Te Araroa Four Square owner Liz Koia said Civil Defence told everyone in the small town to move to higher ground about 1km away.
Everything swayed from side to side in her shop when the quake hit 155km east of Te Araroa at 11.33am, Ms Koia said.
She said she understood the Civil Defence evacuation was just precautionary measure.
Civil Defence volunteer Hal Hovell said Civil Defence was unable to tell him if there was a tsunami warning but he advised people to evacuate anyway.
"We've always advocated self evacuation to everybody. If there's an earthquake and you're unsure, just move," he said.
"So people are fairly well up with that sort of thing, looking after themselves."
Civil Defence spokesperson Richard Steele said Mr Hovell was doing what he was trained to do within a limited amount of time.

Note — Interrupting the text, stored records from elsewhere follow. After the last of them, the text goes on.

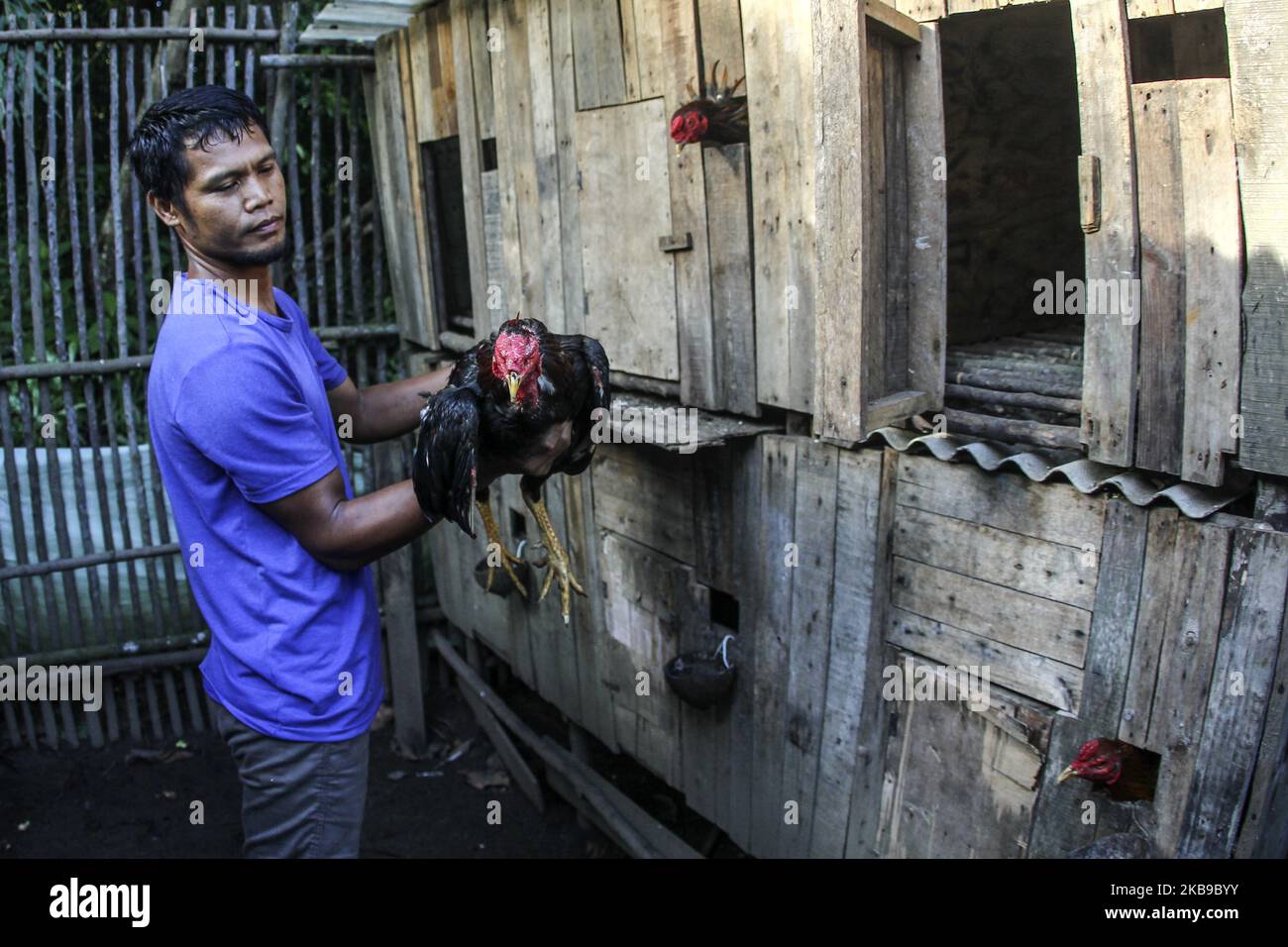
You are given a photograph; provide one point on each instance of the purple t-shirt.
(239, 416)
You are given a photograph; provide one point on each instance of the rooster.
(501, 401)
(717, 118)
(1125, 771)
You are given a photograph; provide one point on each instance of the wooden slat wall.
(1111, 347)
(777, 46)
(433, 69)
(1212, 265)
(1189, 218)
(1257, 34)
(402, 198)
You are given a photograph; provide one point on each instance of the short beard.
(256, 258)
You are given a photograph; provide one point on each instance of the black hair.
(187, 119)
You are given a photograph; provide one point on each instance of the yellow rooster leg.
(493, 535)
(558, 560)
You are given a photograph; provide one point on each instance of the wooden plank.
(922, 11)
(472, 162)
(387, 141)
(565, 127)
(481, 64)
(695, 324)
(505, 748)
(977, 809)
(854, 651)
(1263, 832)
(596, 50)
(647, 496)
(700, 731)
(1162, 243)
(996, 612)
(809, 626)
(1042, 678)
(630, 308)
(1057, 823)
(1151, 626)
(544, 256)
(741, 722)
(892, 24)
(778, 50)
(1037, 567)
(720, 26)
(1149, 8)
(644, 53)
(772, 642)
(419, 206)
(927, 217)
(1236, 702)
(1052, 512)
(1212, 261)
(728, 197)
(423, 84)
(1257, 33)
(1199, 564)
(1111, 338)
(848, 324)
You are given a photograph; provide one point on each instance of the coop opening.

Civil Defence had received reports of items falling off shelves but no reports of damage or injuries.
The quake was felt widely across the East Coast but there were no reports of damage or injuries.

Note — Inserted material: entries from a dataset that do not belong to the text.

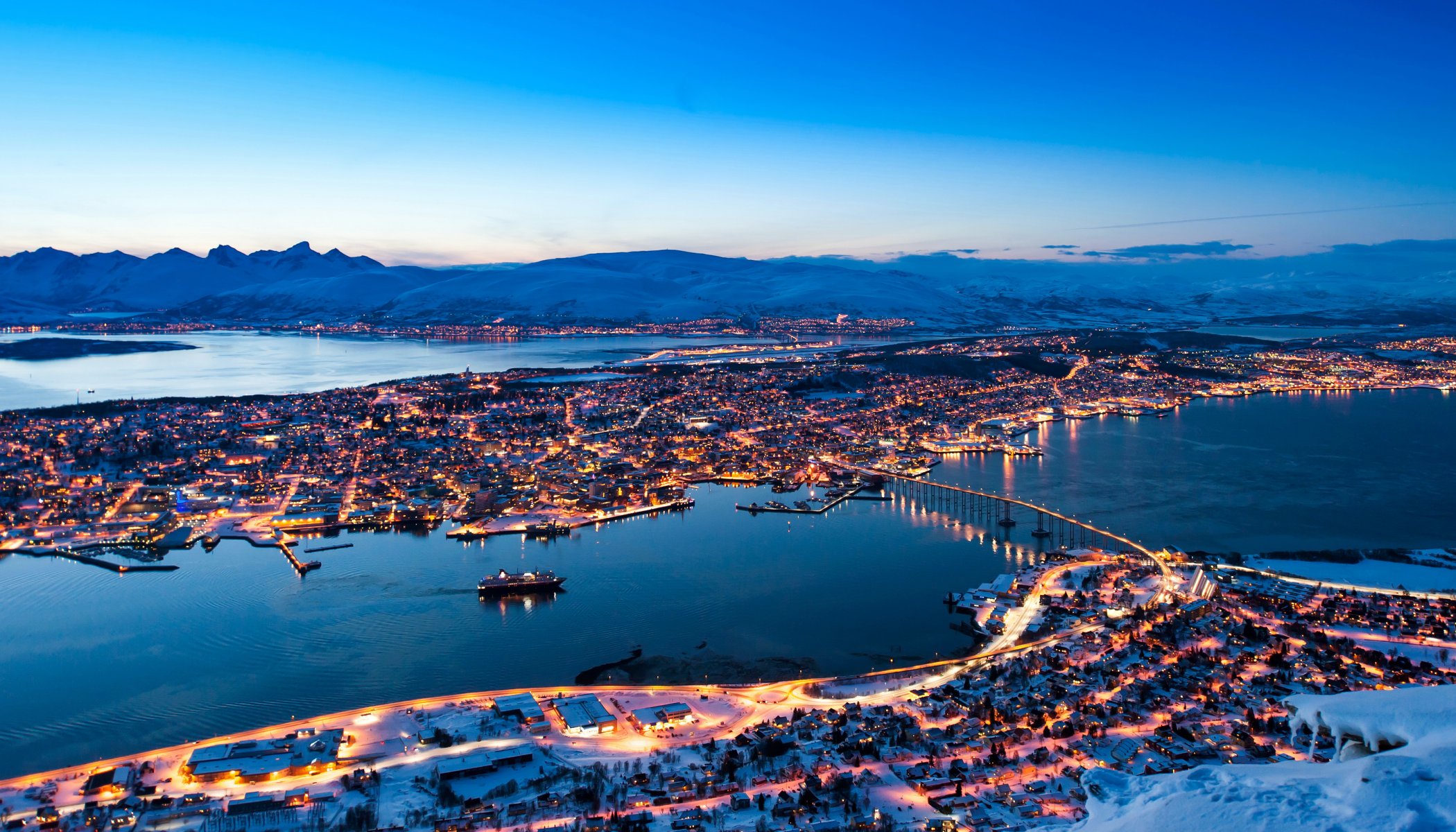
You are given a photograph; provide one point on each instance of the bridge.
(1000, 510)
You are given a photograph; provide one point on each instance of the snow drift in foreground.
(1407, 789)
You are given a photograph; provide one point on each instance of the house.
(525, 710)
(584, 716)
(660, 718)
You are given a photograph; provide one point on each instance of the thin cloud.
(1211, 248)
(1261, 216)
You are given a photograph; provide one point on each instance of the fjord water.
(238, 363)
(99, 665)
(1274, 471)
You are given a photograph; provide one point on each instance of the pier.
(299, 566)
(756, 509)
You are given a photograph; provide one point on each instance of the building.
(584, 714)
(484, 761)
(525, 709)
(252, 761)
(661, 718)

The spokesperson said five coastal schools were to be congratulated as they all did the correct thing and evacuated inland, as the earthquake went on for a long time.

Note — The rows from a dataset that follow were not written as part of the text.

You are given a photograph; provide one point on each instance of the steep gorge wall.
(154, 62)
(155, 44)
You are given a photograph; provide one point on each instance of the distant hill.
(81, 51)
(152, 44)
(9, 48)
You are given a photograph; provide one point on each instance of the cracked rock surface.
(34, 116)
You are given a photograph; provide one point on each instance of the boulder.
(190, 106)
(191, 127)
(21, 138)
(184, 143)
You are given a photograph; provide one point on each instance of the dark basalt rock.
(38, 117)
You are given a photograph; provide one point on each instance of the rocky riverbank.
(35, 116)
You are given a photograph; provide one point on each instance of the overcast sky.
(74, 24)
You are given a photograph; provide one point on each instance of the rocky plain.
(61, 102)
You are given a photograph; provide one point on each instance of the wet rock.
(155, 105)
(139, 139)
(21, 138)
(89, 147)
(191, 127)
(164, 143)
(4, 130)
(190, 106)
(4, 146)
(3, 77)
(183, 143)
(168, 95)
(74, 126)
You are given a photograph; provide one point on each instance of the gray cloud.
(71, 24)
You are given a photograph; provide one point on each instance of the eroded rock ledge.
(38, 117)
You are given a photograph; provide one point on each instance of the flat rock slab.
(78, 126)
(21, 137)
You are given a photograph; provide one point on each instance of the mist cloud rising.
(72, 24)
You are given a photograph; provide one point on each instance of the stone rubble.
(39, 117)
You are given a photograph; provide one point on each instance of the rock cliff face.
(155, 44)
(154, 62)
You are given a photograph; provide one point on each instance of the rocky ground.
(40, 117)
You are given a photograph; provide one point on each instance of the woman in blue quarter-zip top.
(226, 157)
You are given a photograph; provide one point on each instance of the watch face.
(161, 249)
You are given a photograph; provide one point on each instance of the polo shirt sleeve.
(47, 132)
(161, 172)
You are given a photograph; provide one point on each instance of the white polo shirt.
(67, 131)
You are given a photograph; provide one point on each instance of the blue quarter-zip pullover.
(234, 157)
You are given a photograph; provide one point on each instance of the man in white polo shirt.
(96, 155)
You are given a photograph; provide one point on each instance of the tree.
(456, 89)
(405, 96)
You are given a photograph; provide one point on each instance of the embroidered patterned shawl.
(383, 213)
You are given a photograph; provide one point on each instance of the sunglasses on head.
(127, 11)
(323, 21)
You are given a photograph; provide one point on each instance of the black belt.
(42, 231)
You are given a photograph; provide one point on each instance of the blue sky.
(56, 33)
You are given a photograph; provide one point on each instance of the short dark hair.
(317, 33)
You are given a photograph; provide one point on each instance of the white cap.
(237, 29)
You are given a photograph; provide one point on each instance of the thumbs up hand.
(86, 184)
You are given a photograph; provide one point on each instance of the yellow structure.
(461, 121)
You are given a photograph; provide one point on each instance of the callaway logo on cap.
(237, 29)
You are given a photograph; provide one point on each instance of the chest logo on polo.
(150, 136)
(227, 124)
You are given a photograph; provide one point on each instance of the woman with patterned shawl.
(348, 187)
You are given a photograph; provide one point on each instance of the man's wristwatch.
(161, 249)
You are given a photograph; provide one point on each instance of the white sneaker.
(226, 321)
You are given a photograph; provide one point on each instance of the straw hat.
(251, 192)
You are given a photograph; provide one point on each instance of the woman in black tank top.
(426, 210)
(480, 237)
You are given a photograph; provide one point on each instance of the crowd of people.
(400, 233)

Five aftershocks, ranging from magnitude 2.9 to 4.0, occurred within an hour.
GNS seismologist Bill Fry said aftershocks were still being felt.
"They certainly haven't finished. They will continue to go for quite some time. But it's unlikely that we'll see a larger event now or a damaging event in the aftershock sequence."
Whakatane resident Diane said the quake had a long swaying motion, which was quite scary, and she wondered if it was going to get bigger.
She said she was in the big 1987 Edgecumbe earthquake and that was a big violent jerk where everything moved suddenly.
"That was like a big bang and everything just moved really suddenly to the side and it was a real violent, jerky kind of motion, whereas this was more like a gentle sway.
"It just went on for ages," she said.
Te Waha O Rerekohu Area School principal Richard Katipa said staff and students were evacuated almost as soon as the quake hit, moving to a nearby hill in the township.
"I guess after all the recent tsunamis and things, since Indonesia, everyone's a lot more aware of the potential dangers of tsunamis, so we made the call to evacuate and got on our loud speaker system," he said.
"Most of the classes were already moving."
Some students were frightened by the quake, which he described as a steady swaying.
The quake was also felt at Fonterra's factory in Edgecumbe but did not disrupt production.